Starting in SAS 9.4M9, the Spark engine supports bulk loading and bulk unloading for Databricks in Azure, bulk loading for Databricks in AWS, and bulk loading for Spark in HDFS.
Bulk loading is the fastest way to load data into a database. Bulk unloading is beneficial when retrieving data in excess of 1 Gb from a database.
Bulk loading is not available for Databricks in Google Cloud Platform.
The Spark engine provides bulk loading and bulk unloading to Databricks through Azure ADLS storage. The Spark engine can bulk load and bulk unload data files between an ADLS2 storage location and SAS.
The bulk operations access ADLS Gen2 using an abfss:// path. Mount points are not supported. You must be able to authenticate to and access ADLS Gen2 from Databricks with the abfss:// path. See Databricks documentation for Azure Data Lake Storage Gen2 for information about setting up direct access to data.
To authenticate to Microsoft Azure, set the following system options:
AZURETENANTID= System Option is required
AZUREAUTHCACHELOC System Option in SAS System Options: Reference is optional
SAS/ACCESS authenticates to ADLS Gen2 storage with a device code. When logging in to Databricks through device authentication, the Microsoft Entra Application ID is the principal that is authorized to access the data instead of a specific user. Any person who has credentials for the Microsoft Entra Application ID can access the data.
To use device-code authentication, supply credentials using the BL_APPLICATIONID=, USER=, and PASSWORD= options.
On a user’s first attempt to access data by using device-code authentication, an error message is printed in the SAS log. The user must authenticate with Microsoft. That process is explained in the documentation for the required AZURETENANTID= system option.
BULKLOAD=YES is the default when connecting to Databricks in Azure. Bulk unloading is disabled in the Spark engine by default. To enable bulk unloading, you must specify BULKUNLOAD=YES.

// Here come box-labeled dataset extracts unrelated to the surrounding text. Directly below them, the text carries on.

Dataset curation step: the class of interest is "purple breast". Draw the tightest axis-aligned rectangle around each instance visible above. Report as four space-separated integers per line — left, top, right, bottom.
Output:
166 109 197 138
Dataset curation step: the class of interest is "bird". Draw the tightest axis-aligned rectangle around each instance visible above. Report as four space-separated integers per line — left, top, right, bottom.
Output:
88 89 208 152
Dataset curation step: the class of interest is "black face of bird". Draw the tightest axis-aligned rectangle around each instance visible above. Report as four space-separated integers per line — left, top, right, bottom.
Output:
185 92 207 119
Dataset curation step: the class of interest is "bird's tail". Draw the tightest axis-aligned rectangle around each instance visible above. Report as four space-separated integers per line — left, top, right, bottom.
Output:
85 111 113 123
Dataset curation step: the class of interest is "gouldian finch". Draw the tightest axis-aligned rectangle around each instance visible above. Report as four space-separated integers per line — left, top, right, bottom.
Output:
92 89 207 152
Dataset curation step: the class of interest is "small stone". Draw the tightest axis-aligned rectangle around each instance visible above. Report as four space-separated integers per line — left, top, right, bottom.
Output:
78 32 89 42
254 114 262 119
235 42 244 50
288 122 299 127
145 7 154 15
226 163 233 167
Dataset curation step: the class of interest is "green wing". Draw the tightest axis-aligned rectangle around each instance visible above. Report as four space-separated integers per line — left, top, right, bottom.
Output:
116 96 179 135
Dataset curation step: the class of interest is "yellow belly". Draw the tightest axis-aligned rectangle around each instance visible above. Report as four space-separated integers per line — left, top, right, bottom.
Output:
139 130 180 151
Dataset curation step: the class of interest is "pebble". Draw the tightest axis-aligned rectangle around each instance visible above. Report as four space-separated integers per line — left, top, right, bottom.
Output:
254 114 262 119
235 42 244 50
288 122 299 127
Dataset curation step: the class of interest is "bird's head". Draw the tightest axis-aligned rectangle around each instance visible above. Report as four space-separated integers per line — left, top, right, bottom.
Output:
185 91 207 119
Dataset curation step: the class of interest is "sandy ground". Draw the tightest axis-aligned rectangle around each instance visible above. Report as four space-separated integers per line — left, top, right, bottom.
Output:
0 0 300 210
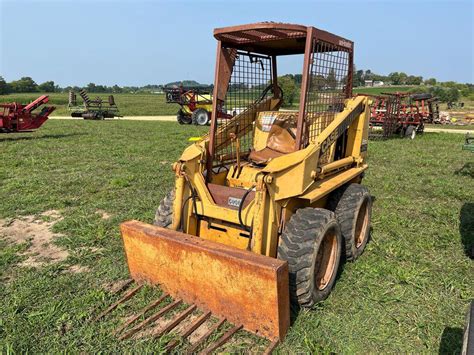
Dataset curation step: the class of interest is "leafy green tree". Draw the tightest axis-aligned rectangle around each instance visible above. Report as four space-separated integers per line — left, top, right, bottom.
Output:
446 88 460 102
278 75 297 106
38 81 56 92
425 78 436 86
398 72 408 85
10 76 38 92
388 72 400 85
406 75 423 85
0 76 10 95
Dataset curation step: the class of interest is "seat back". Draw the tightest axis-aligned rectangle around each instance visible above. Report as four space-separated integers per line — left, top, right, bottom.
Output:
253 111 298 154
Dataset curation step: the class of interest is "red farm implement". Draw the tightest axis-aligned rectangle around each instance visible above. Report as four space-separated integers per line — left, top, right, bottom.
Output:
0 95 55 133
164 86 235 126
370 92 439 139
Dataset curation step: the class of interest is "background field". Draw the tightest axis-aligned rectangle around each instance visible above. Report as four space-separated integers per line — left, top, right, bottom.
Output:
0 86 474 116
0 93 179 116
0 120 474 353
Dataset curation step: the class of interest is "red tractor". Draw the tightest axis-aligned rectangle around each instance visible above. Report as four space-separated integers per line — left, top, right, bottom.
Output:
0 95 56 133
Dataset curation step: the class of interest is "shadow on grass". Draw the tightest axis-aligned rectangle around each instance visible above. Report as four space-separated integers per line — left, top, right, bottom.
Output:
0 132 87 142
454 162 474 178
459 202 474 259
439 327 463 354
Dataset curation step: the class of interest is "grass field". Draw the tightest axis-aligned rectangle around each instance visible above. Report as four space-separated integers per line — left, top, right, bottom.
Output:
353 86 416 95
0 93 179 116
0 120 474 353
0 86 474 116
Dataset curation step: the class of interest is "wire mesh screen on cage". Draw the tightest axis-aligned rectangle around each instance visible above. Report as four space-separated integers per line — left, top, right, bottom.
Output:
303 40 350 146
214 51 272 165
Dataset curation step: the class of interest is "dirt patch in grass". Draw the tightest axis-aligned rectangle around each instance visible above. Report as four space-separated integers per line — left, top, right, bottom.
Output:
95 210 111 219
0 210 69 267
67 265 90 274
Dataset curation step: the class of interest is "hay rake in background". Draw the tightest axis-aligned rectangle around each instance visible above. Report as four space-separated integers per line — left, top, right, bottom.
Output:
0 95 56 133
67 89 122 120
370 92 439 139
92 279 278 354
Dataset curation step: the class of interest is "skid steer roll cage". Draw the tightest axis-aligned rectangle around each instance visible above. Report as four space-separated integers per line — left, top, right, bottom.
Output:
207 23 354 179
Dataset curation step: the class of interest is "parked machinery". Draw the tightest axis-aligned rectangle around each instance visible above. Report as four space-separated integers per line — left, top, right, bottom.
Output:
109 23 372 353
164 86 232 126
370 92 439 139
67 89 122 120
0 95 56 133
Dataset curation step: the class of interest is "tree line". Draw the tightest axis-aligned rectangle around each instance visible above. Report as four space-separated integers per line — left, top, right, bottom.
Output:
0 72 474 105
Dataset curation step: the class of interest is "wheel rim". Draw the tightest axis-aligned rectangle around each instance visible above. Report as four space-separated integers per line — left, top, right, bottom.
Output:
196 112 207 126
314 228 339 290
354 198 369 249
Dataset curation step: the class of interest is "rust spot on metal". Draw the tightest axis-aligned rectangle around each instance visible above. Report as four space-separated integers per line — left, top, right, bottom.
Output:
121 221 290 339
119 300 182 340
94 285 143 321
113 293 168 335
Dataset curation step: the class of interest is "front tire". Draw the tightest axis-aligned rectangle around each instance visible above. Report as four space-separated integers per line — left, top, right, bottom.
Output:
153 189 174 228
191 108 209 126
328 184 372 261
278 207 342 308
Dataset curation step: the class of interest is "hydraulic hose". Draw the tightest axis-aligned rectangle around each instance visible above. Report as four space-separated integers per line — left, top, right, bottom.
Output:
238 185 255 233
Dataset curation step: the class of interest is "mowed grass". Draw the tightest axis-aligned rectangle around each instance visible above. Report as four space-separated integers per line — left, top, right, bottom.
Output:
0 120 474 353
0 93 179 116
352 85 416 95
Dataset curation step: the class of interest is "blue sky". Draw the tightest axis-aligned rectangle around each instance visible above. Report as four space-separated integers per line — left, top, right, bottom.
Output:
0 0 474 86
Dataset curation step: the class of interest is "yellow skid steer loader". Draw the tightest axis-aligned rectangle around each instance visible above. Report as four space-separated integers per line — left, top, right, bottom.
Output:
121 23 372 340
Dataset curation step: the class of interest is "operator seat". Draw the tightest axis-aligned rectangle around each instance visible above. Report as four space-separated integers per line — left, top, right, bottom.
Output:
248 111 298 165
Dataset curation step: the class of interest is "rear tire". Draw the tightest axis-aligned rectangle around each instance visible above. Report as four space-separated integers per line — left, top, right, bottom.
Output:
278 207 342 308
153 189 174 228
328 184 372 261
405 126 416 139
191 108 209 126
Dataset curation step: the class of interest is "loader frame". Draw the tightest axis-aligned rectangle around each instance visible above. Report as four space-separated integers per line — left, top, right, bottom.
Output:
121 23 369 339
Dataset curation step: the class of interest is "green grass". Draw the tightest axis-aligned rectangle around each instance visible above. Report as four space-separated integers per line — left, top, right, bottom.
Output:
0 93 179 116
425 124 474 131
0 120 474 353
352 86 415 95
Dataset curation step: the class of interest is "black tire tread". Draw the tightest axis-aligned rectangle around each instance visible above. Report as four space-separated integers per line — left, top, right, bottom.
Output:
191 108 209 126
328 184 371 261
278 207 336 308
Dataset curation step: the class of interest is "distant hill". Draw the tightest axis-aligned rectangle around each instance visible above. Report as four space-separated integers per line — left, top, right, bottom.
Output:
165 80 209 87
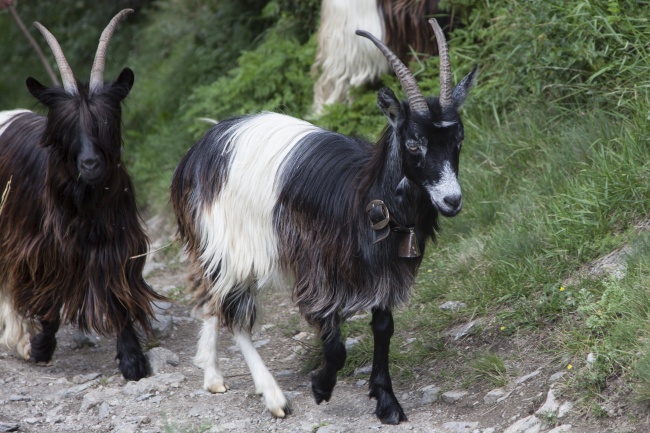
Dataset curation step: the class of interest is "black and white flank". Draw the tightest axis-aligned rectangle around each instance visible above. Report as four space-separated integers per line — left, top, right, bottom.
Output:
171 20 476 424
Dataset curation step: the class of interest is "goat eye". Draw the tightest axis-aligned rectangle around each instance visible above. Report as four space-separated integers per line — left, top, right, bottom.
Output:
406 139 420 152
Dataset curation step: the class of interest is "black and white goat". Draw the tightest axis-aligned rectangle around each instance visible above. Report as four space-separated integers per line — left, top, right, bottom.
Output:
0 9 162 380
312 0 441 114
171 20 476 424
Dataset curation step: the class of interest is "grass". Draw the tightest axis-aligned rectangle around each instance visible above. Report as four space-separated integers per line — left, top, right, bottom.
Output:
332 98 650 414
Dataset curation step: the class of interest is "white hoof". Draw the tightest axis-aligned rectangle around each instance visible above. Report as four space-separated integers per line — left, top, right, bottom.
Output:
16 334 32 361
208 382 230 394
264 389 290 418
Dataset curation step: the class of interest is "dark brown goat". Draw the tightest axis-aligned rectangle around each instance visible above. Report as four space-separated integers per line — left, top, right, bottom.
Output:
0 9 162 380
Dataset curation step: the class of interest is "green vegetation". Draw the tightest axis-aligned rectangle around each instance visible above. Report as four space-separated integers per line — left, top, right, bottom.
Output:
0 0 650 415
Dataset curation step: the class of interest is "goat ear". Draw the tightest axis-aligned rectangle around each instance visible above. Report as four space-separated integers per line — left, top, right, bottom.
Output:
451 66 478 109
377 87 404 128
25 77 49 106
110 68 135 101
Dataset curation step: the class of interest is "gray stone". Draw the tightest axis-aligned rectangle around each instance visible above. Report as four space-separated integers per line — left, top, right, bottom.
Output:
0 422 20 432
151 314 174 338
503 415 542 433
72 329 97 349
548 424 571 433
9 394 32 401
99 402 111 419
80 388 120 412
72 373 102 385
144 347 180 376
55 379 99 399
352 364 372 376
483 388 507 404
438 301 467 312
535 389 560 415
253 338 271 349
422 385 440 404
314 424 345 433
548 371 566 383
135 393 156 401
442 422 478 433
442 391 469 403
122 373 185 396
557 401 573 418
515 370 541 385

You must specify the following options with BULKLOAD=YES or BULKUNLOAD=YES:
BL_ACCOUNTNAME= LIBNAME option or data set option
BL_APPLICATIONID= LIBNAME option or data set option
BL_FILESYSTEM= LIBNAME option or data set option
BULKUNLOAD=YES LIBNAME option or data set option
This option is also available:
BL_FOLDER= LIBNAME option or data set option
Use LIBNAME options or data set options. Do not use a combination of both.
Bulk operations use the Databricks COPY command. When BULKLOAD=YES and related options are specified, a UTF-8 encoded CSV staging file is created on the client and copied to Databricks, where the data is created as a delta table. When BULKUNLOAD=YES is also specified, a UTF-8 encoded CSV file is created in the database and downloaded to SAS.
See Other Options for Bulk Loading and Unloading for information about options that are available to customize and manage the files associated with the bulk load and bulk unload processes.
SAS/ACCESS uses the Amazon Simple Storage Service (S3) tool to move from the client to the Databricks database in AWS. Files are copied to an Amazon S3 bucket using S3 utilities. You can find more information about managing data on Databricks on the Amazon Web Services documentation site.
BULKLOAD=YES is the default when accessing Databricks in AWS.
SAS/ACCESS provides the following options for authenticating to S3 for bulk loading. BL_BUCKET= is required. Use LIBNAME options or data set options. Do not use a mix of both.
BL_AWS_CREDENTIALS_FILE= LIBNAME option or data set option is optional
BL_AWS_CONFIG_FILE= LIBNAME option or data set option is optional
BL_AWS_PROFILE_NAME= LIBNAME option or data set option is optional
BL_BUCKET= LIBNAME option or data set option is required
BL_ENC_KEY= LIBNAME option or data set option
BL_IAM_ASSUME_ROLE_ARN= LIBNAME option or data set option
BL_IAM_ASSUME_ROLE_NAME= LIBNAME option or data set option
BL_IAM_ROLE= data set option is optional
BL_KEY= LIBNAME option or data set option
BL_TOKEN= LIBNAME option or data set option
BL_USE_SSL= LIBNAME option or data set option
These options are also available:
BL_CONFIG= LIBNAME option or data set option
BL_REGION= LIBNAME option or data set option
The options in this section are supported for bulk loading in both Databricks cloud host environments, with some exceptions. Options related to bulk unloading options apply only to Databricks in Azure. Use LIBNAME options or data set options to request a bulk operation.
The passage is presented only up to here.